The small RNA SraG participates in PNPase homeostasis
- Fanette Fontaine1,
- Elise Gasiorowski1,
- Celine Gracia1,
- Mathieu Ballouche1,
- Joel Caillet1,
- Antonin Marchais2,3 and
- Eliane Hajnsdorf1
- 1CNRS UMR8261 (previously FRE3630) associated with University Paris Diderot, Sorbonne Paris Cité, Institut de Biologie Physico-Chimique, 75005 Paris, France
- 2Institut de Génétique et Microbiologie, CNRS/UMR 8621, Université Paris Sud, 91405 Orsay, France
- Corresponding author: eliane.hajnsdorf{at}ibpc.fr
Abstract
The rpsO-pnp operon encodes ribosomal protein S15 and polynucleotide phosphorylase, a major 3′–5′ exoribonuclease involved in mRNA decay in Escherichia coli.
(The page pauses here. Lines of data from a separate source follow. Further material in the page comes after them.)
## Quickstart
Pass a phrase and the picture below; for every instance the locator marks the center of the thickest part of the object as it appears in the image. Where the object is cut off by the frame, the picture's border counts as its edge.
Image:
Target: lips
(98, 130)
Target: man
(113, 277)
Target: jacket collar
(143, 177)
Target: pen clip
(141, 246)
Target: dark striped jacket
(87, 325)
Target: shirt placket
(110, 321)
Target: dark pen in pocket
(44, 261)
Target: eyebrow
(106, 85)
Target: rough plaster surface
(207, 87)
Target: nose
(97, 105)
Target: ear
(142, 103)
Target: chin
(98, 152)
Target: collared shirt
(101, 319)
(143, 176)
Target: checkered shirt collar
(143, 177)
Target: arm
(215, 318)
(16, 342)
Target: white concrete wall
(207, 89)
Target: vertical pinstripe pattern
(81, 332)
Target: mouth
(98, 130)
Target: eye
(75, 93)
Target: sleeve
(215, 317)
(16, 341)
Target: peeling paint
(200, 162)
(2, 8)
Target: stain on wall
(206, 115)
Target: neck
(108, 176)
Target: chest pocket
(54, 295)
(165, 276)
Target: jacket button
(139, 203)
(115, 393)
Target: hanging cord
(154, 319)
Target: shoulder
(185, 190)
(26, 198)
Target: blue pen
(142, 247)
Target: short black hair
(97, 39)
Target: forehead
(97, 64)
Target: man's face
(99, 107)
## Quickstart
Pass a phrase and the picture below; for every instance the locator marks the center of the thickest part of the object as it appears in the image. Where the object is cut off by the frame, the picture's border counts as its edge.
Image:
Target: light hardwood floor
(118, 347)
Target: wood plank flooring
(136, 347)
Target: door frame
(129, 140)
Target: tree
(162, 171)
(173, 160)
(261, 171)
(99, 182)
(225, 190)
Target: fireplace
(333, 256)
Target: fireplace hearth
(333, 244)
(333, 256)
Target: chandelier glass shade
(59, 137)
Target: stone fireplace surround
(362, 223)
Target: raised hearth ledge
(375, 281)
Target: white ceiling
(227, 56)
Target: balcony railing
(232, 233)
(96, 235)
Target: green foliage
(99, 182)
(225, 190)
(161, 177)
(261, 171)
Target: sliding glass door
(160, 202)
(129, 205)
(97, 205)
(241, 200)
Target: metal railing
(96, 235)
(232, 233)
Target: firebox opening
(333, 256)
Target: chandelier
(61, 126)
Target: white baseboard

The gene for the SraG small RNA is located between the coding regions of the rpsO and pnp genes, and it is transcribed in the opposite direction relative to the two genes. No function has been assigned to SraG. Multiple levels of post-transcriptional regulation have been demonstrated for the rpsO-pnp operon. Here we show that SraG is a new factor affecting pnp expression. SraG overexpression results in a reduction of pnp expression and a destabilization of pnp mRNA; in contrast, inhibition of SraG transcription results in a higher level of the pnp transcript. Furthermore, in vitro experiments indicate that SraG inhibits translation initiation of pnp. Together, these observations demonstrate that SraG participates in the post-transcriptional control of pnp by a direct antisense interaction between SraG and PNPase RNAs. Our data reveal a new level of regulation in the expression of this major exoribonuclease.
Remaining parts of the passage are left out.